Professor

John Stratton Hawley

Barnard College
Religion scholar; Educator
Area
Humanities and Arts
Specialty
Religious Studies
Elected
2013
Professor of Religion. Leading authority on bhakti and the devotional traditions of North India, on the religion of song and radical engagement of the heart. He published sixteen books and many articles, which together constitute a major body of texts and principles of interpretation for one of the most important and enduring strains of Hinduism.
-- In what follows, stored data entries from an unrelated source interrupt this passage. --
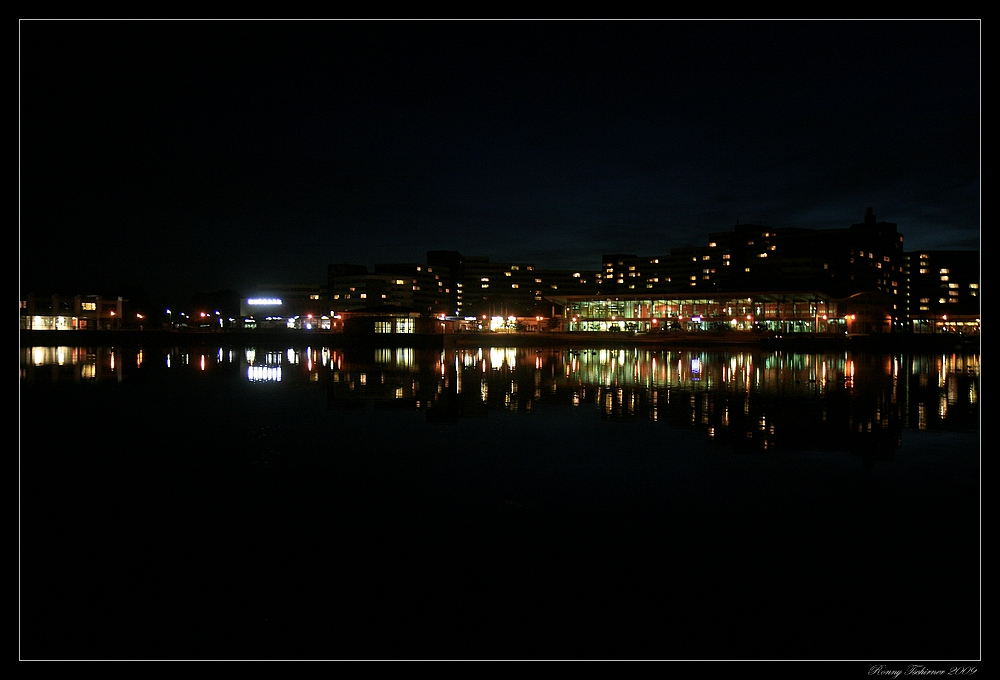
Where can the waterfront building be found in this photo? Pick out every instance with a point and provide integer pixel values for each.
(943, 291)
(70, 312)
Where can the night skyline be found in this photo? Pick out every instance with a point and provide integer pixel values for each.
(184, 156)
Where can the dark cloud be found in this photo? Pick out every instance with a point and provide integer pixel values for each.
(205, 155)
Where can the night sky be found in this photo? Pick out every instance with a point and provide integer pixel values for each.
(183, 156)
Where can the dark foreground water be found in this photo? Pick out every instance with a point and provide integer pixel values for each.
(280, 503)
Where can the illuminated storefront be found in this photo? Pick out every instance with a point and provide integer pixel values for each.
(771, 312)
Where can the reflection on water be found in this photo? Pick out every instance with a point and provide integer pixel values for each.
(293, 502)
(750, 400)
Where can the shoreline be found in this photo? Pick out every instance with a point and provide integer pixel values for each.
(898, 342)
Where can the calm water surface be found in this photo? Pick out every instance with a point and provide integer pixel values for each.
(307, 502)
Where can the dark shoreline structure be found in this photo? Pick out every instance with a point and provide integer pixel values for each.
(895, 342)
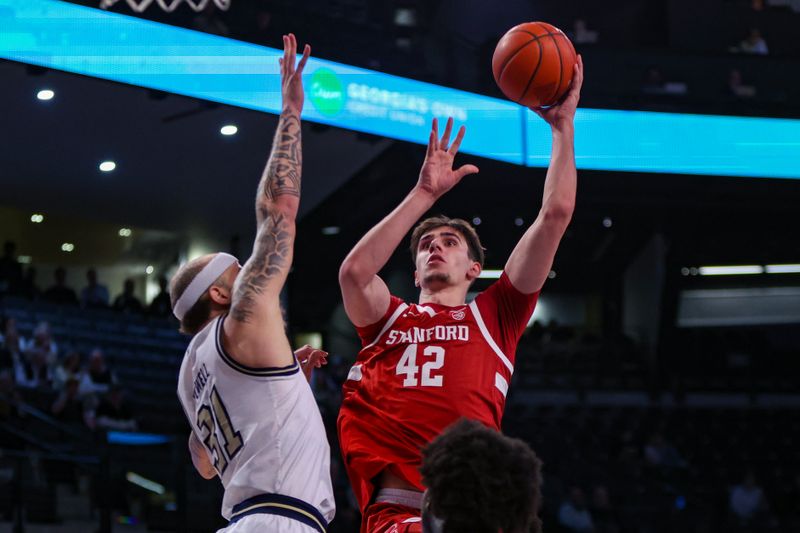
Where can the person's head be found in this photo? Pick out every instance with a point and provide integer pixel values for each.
(72, 361)
(41, 334)
(97, 362)
(577, 498)
(128, 287)
(600, 499)
(446, 251)
(202, 289)
(115, 395)
(479, 481)
(60, 276)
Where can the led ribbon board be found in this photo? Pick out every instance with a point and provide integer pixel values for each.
(116, 47)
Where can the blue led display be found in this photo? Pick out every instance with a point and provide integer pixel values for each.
(126, 49)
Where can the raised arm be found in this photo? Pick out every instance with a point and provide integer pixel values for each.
(254, 330)
(200, 459)
(532, 258)
(365, 295)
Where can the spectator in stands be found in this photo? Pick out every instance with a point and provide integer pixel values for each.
(60, 293)
(127, 302)
(114, 413)
(754, 44)
(28, 289)
(479, 480)
(581, 34)
(10, 269)
(42, 345)
(161, 306)
(99, 378)
(747, 501)
(573, 515)
(69, 368)
(13, 348)
(94, 295)
(9, 399)
(604, 516)
(69, 408)
(660, 453)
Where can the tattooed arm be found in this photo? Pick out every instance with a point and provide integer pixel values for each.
(254, 331)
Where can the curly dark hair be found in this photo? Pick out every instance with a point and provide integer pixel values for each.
(480, 481)
(476, 251)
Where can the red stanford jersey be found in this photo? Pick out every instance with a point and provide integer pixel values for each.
(421, 368)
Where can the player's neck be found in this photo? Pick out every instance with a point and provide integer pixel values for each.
(450, 296)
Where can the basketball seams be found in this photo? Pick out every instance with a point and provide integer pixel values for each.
(531, 30)
(560, 69)
(512, 56)
(535, 70)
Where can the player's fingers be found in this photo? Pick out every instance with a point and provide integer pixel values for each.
(453, 150)
(466, 170)
(446, 137)
(292, 63)
(431, 144)
(304, 59)
(285, 51)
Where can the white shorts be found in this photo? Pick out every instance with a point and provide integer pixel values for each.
(267, 523)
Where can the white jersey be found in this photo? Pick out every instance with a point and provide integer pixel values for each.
(261, 426)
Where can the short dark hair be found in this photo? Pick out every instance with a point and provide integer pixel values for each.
(199, 313)
(480, 481)
(476, 252)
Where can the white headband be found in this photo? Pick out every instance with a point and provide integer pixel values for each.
(201, 282)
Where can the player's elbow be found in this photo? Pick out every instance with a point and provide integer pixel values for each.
(558, 214)
(352, 273)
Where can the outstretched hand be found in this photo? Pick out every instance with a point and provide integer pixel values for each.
(437, 175)
(310, 358)
(563, 113)
(291, 75)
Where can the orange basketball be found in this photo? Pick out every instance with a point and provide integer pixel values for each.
(533, 64)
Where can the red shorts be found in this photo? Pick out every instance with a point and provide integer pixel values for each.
(391, 518)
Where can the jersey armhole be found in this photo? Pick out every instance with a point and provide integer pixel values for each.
(261, 372)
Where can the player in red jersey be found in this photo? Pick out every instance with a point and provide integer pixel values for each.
(424, 365)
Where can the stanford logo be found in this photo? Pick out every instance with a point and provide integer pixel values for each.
(458, 315)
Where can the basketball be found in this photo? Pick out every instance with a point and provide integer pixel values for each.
(533, 64)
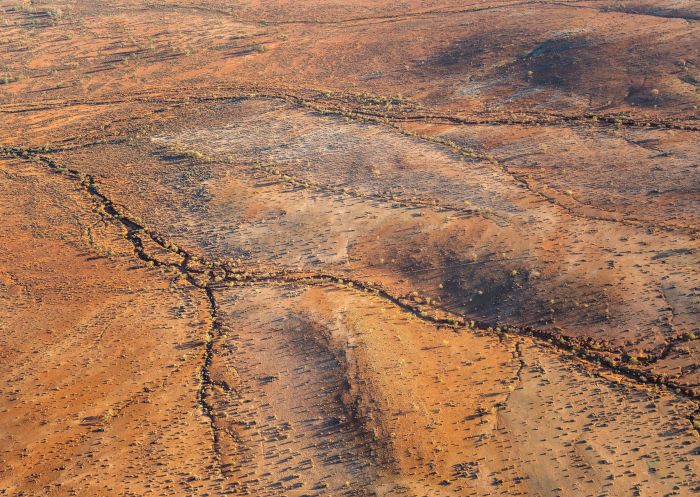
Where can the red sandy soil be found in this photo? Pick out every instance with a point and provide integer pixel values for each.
(302, 248)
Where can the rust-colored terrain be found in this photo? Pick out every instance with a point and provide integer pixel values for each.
(303, 248)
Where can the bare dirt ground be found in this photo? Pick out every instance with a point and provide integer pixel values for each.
(420, 248)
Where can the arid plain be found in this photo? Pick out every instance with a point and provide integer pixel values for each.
(314, 248)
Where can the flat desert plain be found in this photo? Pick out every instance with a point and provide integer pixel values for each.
(362, 248)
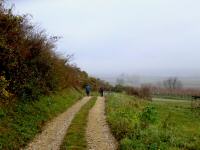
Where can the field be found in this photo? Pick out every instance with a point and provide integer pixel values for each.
(160, 124)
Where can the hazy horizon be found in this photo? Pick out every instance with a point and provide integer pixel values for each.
(144, 38)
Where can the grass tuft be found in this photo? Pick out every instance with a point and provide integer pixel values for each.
(20, 123)
(75, 138)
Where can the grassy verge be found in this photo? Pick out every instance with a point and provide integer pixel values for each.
(138, 124)
(20, 123)
(75, 138)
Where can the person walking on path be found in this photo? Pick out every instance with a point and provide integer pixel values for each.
(101, 91)
(88, 89)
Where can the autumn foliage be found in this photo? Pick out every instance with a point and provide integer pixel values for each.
(29, 67)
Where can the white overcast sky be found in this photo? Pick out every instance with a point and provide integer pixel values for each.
(148, 37)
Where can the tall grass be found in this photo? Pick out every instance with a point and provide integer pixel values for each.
(139, 124)
(20, 123)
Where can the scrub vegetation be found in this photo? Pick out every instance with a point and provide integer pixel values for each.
(35, 82)
(140, 124)
(20, 122)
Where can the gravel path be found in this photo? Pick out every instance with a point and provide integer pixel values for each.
(98, 133)
(54, 132)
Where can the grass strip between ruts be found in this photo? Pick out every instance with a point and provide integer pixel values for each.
(75, 137)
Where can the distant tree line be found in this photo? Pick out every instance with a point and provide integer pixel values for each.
(29, 66)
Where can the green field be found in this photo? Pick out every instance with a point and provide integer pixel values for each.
(160, 124)
(20, 122)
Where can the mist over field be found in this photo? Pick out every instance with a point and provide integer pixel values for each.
(149, 39)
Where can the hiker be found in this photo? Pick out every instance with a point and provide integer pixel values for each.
(88, 89)
(101, 90)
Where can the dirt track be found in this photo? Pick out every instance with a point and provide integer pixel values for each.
(98, 133)
(54, 132)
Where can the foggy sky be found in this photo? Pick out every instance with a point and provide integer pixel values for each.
(146, 37)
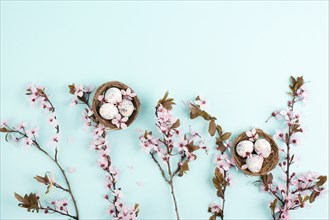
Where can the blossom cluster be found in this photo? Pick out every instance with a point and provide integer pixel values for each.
(223, 159)
(28, 135)
(294, 190)
(173, 142)
(177, 142)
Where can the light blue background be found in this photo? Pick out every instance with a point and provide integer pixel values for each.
(238, 55)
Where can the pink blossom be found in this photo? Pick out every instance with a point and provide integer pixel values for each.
(280, 135)
(28, 141)
(61, 205)
(101, 98)
(52, 120)
(74, 102)
(4, 123)
(302, 93)
(252, 134)
(72, 169)
(88, 89)
(120, 121)
(111, 210)
(54, 140)
(103, 162)
(118, 204)
(21, 126)
(294, 139)
(224, 162)
(128, 94)
(227, 144)
(181, 145)
(214, 208)
(201, 103)
(78, 91)
(32, 133)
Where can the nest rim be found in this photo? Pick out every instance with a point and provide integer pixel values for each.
(96, 104)
(268, 164)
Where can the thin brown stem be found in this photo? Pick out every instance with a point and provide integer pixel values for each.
(36, 144)
(160, 168)
(61, 213)
(174, 198)
(60, 187)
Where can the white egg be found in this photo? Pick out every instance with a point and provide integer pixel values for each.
(108, 111)
(126, 108)
(244, 148)
(263, 147)
(113, 95)
(254, 163)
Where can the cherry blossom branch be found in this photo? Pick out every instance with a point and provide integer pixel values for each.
(221, 177)
(37, 95)
(293, 194)
(172, 144)
(161, 170)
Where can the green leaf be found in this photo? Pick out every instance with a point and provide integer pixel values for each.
(313, 196)
(29, 202)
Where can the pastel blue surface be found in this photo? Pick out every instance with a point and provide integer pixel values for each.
(238, 55)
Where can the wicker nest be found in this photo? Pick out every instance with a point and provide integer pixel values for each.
(96, 104)
(268, 164)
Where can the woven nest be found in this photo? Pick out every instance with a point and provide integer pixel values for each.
(268, 164)
(97, 104)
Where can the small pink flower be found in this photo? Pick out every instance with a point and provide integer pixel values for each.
(294, 140)
(32, 133)
(280, 135)
(252, 134)
(227, 144)
(4, 123)
(128, 94)
(54, 140)
(181, 145)
(74, 102)
(201, 103)
(111, 210)
(78, 91)
(28, 141)
(72, 169)
(21, 126)
(120, 121)
(88, 89)
(52, 120)
(214, 208)
(101, 98)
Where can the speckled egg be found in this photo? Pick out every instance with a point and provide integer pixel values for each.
(254, 163)
(244, 148)
(108, 111)
(113, 95)
(126, 108)
(263, 147)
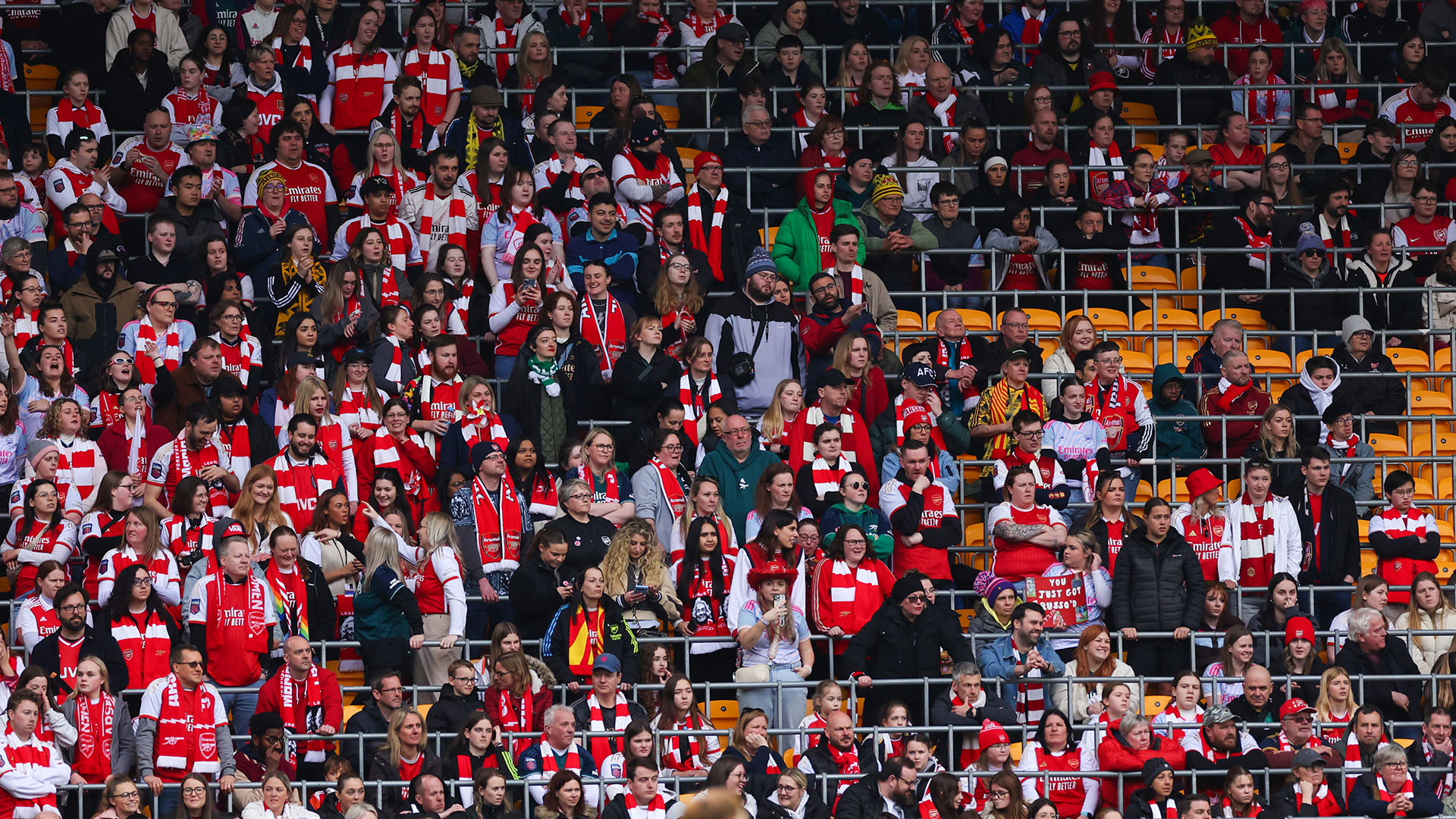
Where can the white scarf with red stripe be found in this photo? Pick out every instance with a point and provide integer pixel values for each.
(696, 401)
(710, 241)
Several of his books focus especially on the worship of Krishna and his consort Radha: At Play with Krishna: Pilgrimage Dramas from Brindavan (1981); SurDas: Poet, Singer, Saint (1984); Krishna, the Butter Thief (1983); and The Memory of Love: Surdas Sings to Krishna (2009). Others explore broader themes in Hindu poetry and hagiography and in modern Hindu religion: Songs of the Saints of India (1988, 2004); Three Bhakti Voices: Mirabai, Surdas, and Kabir in Their Time and Ours (2005). Several edited volumes deal with women and goddesses, while others are broadly comparative, such as Fundamentalism and Gender (1994), The Life of Hinduism (2006, with Vasudha Narayanan) and Holy Tears: Weeping in the Religious Imagination (2005, with Kimberley Patton). A definitive translation of poems early attributed to the great Hindi poet Surdas and a poem-by-poem commentary will appear in two major series at Harvard in 2015. His most recent project is a book entitled India's Real Religion: The Idea of the Bhakti Movement (Harvard, 2014).